I was sort of with your dh untill I read the swimming part

Fuck that . That’s his choice

Cherrysoup · 16/10/2021 12:01

He needs to get a job nearer home.
He needs to swim less frequently.
He needs to learn to bloody drive.
He needs to stop being so damn selfish.

NoYOUbekind · 16/10/2021 12:02

And some DCs just can't be kept up. I had friends where the DH worked a late shift on a newspaper, DS1 was able to stay up till 9pm and see his dad, DS2 just couldn't. He wasn't that baby. The DH shrugged his shoulders and did all the mornings, because he was a decent husband and father.

twoshedsjackson · 16/10/2021 12:02

I wonder if one of the reasons he sticks to that job is because he can finish at 4 o'clock; I rarely managed it when I was teaching, and if I had to leave that early, I'd probably be carting home paperwork which would have been more easily done at school, but if he can't drive, he won't have a car to load up.
I wonder what will happen when the clocks go back? Not long now, and your little one's body clock won't know the difference, but once we're back on Greenwich Mean Time, he won't just be getting tired and ready for sleep, but absolutely soundo when the mechanical timepiece says 6o'clock. Are you meant to prod him awake for daddy time? If so, I suggest you hand over the squalling bundle an set out for an invigorating run. Double the fun when infant cries rouse the toddler.
The man needs a reality check.

RobertsRadio · 16/10/2021 12:03

Your DH sounds like a manipulative gas-lighting idiot. "Living the dream" my arse. He needs to put his baby's well being before his own selfish schedule. Hope your H has some other redeeming features Op, because he sounds so lazy, feeble and self-entitled that I would find it hard to respect him, and when the respect goes, so does the love.

Wife2b · 16/10/2021 12:04

Can he do the bedtime routine so he gets to spend time with baby? I don’t think he is being selfish by wanting to swim, self-care is important too. However, could he compromise and swim every other night so can get home earlier on some nights? If not then he’s being unreasonable as that’s his own doing.

category12 · 16/10/2021 12:04

Or if he's so upset about the baby being "whipped away", he needs to take over bedtime.

That can be his responsibility, leave him to it.
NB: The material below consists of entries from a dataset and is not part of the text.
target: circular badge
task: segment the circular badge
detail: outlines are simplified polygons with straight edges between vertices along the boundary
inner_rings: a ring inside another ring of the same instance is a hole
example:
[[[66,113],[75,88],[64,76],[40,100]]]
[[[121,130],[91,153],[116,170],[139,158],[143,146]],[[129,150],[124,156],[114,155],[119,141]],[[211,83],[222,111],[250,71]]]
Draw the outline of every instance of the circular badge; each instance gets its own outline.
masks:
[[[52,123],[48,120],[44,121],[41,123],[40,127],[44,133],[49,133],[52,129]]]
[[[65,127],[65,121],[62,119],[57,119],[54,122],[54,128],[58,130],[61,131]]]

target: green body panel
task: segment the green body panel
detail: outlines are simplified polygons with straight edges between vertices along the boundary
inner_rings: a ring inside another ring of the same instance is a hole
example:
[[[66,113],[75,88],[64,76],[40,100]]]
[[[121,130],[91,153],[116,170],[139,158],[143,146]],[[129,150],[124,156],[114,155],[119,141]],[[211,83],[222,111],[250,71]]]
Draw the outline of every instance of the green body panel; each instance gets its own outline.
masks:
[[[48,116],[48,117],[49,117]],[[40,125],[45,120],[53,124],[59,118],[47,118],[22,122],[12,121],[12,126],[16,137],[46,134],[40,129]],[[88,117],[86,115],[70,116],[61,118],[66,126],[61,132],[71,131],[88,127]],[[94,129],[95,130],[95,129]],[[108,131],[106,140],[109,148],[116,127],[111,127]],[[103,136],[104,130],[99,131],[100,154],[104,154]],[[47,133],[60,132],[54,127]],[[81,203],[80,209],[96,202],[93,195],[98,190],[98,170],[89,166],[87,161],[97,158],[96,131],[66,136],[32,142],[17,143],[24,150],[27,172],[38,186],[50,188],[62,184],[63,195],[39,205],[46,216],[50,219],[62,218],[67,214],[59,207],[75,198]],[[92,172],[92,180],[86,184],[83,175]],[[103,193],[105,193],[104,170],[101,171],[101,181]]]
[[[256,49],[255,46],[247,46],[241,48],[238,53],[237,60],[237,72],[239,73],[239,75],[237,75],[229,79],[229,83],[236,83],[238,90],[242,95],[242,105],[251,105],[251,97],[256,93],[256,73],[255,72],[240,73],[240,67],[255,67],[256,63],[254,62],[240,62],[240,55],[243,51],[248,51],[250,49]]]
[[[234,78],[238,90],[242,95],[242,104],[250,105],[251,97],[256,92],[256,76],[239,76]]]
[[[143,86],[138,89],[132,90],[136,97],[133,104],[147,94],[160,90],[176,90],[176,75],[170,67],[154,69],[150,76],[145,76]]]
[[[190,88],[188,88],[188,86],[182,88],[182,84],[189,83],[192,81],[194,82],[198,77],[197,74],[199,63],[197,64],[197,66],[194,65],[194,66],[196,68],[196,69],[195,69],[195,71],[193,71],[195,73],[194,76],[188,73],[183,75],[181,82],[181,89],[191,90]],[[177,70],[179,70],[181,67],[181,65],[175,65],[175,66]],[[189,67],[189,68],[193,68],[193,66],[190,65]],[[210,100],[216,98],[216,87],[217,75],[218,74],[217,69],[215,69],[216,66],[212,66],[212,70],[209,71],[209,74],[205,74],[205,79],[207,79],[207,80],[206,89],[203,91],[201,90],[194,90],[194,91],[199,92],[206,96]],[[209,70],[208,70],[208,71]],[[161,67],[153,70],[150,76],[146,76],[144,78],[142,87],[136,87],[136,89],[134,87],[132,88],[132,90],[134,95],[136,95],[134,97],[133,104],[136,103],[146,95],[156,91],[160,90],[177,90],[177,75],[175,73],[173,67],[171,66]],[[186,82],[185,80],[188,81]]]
HouseOfFire · 16/10/2021 12:06

My DH gets home at 6.15 (he actually manages to go for a quick swim after work. He leaves work at 4pm)

so why doesnt he go for a swim before school then?

tickledtiger · 16/10/2021 12:11

Lol you’re too structured yet a swim after work every day is the absolute only way he can exercise. Ok.

Skysblue · 16/10/2021 12:14

So your DH thinks his fondness for an afterwork swim is more important than a baby’s biological need for sleep?

You DH is a jerk who needs a reality check. He can either come straight home, or move jobs, or accept that he sees less of his child. Blaming you is pathetic.

LannieDuck · 16/10/2021 12:16

If he won't change his swimming time, I suggest you hand the baby over to him as soon as he gets in and make him responsible for baby's bedtime. He'll quickly become inflexible about baby's needs once he's the one spending 2 hours calming an over-tired baby.

ThorsLeftNut · 16/10/2021 12:23

Have you told him not to go swimming?